Day 509 – the journey to date

Since coming out in April 2019 to a very select group, my life has changed drastically. All the fears, anxiety and panic that held me back seems like long forgotten memories now. Never could I have fully imagined how much love really exists in this world, even when it seems like humans are intent on destroying themselves.
Yes I am privileged. Privileged for living in a country where my right to gender expression is protected under the constitution. Privileged to live in a community where people only stare but keep to themselves. Privileged to have a family who loves me for me, and not what I look like. Privileged to work for an organization that accepted me … fully. Privileged to have the means to start on a journey where I could be myself. There are many other privileges I have come to realize I have, but I have limited space to type, and it’s not the point of this post.

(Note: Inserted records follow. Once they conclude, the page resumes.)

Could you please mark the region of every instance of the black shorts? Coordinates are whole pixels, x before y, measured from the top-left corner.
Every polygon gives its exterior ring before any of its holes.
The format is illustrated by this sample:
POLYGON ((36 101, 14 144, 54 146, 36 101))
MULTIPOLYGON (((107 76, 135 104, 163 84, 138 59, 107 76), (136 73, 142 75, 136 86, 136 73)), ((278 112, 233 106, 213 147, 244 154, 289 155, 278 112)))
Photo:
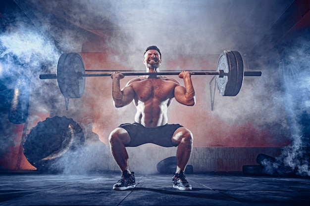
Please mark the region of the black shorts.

I started posting purely to share my journey. More for me, than for others. Something I can look back at and see the change. And although I haven’t started any medical journeys, I can see the changes in self love, confidence, and how my style has presented itself. These are things I needed to have in place for myself before starting any medical journey. After years of not fitting I had to be sure this was my authentic self. I am sure!
And now a new journey as about to start.
This week I contacted my doctor, 509 days after coming out, and told her I am ready to start hormones. And today I will have my first batch of blood tests, hopefully leading up to getting my script and my HRT. Oh and a visit to my psych to get my letters.
I’m both excited and anxious about starting this new journey. But I’m ready. This is my path.